Débat/ Conseil municipal/ Mars 2000


Libellé de la question :
"Depuis plusieurs mois se multiplient les problèmes de remplacements des professeurs absents dans les écoles maternelles et élémentaires de la Capitale. Le 16e arrondissement est particulièrement touché et la colère gronde parmi les parents d'élèves et les personnels de ces écoles.

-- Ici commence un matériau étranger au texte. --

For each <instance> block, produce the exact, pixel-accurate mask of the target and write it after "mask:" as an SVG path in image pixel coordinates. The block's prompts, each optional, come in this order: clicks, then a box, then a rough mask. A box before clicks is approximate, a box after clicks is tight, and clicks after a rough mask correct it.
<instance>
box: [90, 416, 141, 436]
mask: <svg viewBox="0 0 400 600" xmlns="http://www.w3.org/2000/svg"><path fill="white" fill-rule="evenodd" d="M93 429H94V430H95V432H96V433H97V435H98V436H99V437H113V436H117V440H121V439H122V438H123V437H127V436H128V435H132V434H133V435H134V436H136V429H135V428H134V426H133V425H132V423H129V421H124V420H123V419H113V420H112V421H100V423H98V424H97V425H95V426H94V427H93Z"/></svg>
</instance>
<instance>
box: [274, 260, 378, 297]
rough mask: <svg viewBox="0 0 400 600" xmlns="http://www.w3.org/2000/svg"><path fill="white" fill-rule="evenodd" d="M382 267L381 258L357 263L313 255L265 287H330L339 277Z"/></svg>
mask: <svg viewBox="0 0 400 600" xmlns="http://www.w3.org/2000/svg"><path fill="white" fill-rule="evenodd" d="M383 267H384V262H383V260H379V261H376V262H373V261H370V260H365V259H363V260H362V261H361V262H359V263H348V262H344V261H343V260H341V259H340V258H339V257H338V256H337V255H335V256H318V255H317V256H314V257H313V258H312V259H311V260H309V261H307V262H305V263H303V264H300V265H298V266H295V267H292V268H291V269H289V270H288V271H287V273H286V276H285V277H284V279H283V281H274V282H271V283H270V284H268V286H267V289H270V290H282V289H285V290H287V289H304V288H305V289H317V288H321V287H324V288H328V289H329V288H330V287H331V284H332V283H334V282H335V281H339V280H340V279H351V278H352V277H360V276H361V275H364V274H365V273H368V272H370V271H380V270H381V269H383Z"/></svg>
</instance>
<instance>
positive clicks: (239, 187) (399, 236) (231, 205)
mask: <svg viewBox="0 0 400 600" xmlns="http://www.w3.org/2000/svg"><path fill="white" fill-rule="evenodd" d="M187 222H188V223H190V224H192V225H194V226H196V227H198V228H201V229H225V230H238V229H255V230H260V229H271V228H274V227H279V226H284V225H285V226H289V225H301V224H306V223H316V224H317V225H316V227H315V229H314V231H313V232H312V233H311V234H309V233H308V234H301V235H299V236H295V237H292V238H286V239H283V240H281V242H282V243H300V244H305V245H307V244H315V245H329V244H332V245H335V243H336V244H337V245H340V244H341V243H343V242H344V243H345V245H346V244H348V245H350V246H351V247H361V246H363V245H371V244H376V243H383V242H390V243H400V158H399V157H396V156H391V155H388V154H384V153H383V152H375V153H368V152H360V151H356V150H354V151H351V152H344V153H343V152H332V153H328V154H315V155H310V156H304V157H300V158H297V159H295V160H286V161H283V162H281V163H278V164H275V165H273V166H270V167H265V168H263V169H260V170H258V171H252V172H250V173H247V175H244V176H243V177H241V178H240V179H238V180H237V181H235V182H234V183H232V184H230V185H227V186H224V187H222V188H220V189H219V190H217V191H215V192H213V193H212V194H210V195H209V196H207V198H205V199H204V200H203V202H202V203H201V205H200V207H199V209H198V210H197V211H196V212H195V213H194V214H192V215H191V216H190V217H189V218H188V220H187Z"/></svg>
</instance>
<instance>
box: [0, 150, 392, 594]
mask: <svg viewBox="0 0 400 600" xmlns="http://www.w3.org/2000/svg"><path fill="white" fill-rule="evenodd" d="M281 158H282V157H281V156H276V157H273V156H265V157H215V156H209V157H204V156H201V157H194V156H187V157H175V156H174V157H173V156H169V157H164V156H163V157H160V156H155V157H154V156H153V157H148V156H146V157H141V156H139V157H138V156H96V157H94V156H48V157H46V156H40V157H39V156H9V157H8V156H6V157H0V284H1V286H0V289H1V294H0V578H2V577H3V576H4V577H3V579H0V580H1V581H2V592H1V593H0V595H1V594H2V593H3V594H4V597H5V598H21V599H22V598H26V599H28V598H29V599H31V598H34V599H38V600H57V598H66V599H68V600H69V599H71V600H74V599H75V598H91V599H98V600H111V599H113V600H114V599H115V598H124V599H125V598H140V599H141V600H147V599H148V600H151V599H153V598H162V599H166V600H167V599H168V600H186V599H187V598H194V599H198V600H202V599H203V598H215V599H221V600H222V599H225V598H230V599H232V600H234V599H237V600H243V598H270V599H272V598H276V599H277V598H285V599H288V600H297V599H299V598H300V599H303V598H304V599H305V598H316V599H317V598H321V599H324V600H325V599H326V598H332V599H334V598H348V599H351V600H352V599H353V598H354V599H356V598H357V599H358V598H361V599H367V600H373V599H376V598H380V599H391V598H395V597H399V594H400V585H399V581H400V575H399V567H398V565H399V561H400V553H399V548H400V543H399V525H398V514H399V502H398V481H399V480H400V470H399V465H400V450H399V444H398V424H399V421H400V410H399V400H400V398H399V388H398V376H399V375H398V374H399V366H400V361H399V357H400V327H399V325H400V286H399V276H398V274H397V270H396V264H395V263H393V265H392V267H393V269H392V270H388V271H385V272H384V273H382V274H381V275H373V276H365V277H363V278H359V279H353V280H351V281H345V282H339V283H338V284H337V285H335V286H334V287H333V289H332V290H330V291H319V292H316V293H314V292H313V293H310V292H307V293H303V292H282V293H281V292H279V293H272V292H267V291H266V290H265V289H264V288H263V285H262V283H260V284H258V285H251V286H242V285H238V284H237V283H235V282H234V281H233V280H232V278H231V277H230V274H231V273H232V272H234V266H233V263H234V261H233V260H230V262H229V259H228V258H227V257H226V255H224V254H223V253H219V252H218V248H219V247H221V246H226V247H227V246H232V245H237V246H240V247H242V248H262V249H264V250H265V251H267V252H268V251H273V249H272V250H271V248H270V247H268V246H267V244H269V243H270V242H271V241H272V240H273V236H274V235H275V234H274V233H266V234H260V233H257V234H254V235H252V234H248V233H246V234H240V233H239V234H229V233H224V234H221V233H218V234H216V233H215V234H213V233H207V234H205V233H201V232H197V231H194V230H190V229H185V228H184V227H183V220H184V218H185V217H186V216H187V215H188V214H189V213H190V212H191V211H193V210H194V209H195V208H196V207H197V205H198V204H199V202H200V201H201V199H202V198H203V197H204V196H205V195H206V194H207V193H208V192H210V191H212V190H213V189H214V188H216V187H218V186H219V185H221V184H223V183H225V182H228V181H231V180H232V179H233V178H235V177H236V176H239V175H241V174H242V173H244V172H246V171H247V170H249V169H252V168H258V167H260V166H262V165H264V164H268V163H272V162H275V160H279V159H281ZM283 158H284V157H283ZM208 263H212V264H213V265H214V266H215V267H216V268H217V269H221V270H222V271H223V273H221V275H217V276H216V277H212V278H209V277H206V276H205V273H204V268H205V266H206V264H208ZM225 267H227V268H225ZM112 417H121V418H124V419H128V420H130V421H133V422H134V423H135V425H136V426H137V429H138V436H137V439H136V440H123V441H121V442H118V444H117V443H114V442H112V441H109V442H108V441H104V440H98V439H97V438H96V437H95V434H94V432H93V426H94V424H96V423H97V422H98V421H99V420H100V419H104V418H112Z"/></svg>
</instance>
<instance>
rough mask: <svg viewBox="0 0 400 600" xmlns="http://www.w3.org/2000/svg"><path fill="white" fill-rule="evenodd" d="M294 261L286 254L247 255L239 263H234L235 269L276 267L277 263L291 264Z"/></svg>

Malgré différentes interventions, l'Académie ne semble pas vouloir remédier à cette situation.
Bien que sa compétence dans ce domaine soit limitée, la Ville de Paris, et à travers elle les contribuables parisiens, ne peut continuer à payer pour un service public au-delà de ses obligations légales pour plus de 500 millions par an, sans mettre les responsables de l'Education nationale devant leurs responsabilités.
M. Claude GOASGUEN demande à M. le Maire de Paris de bien vouloir user de toute son autorité pour que l'Académie assure de manière efficace le service public de l'éducation."
Réponse (M. Vincent REINA, adjoint) :
"Dans le cadre de la préparation de la carte scolaire 2000-2001, la Ville de Paris a déjà eu l'occasion d'indiquer à l'Académie de Paris que la question du remplacement des enseignants absents devait être un axe prioritaire d'amélioration.
L'Académie de Paris, pour sa part, a annoncé une probable augmentation des moyens de remplacement à la rentrée prochaine. Mais celle-ci dépendra aussi des moyens que l'Académie devra par ailleurs consacrer à l'ouverture de nouvelles classes.
Cette réponse, qui est largement dépendante de l'évolution des effectifs à la rentrée prochaine, n'est certainement pas à la hauteur du besoin actuellement constaté.
La Ville de Paris ne manquera pas d'évoquer à nouveau cette question lors des prochaines étapes de la préparation de la carte scolaire 2000-2001, et notamment lors de la prochaine réunion du Conseil départemental de l'Education nationale, fixée le 30 mars. Ce grand rendez-vous annuel sera ensuite suivi de groupes de travail à caractère plus technique lors desquels la Ville fera à nouveau entendre son point de vue."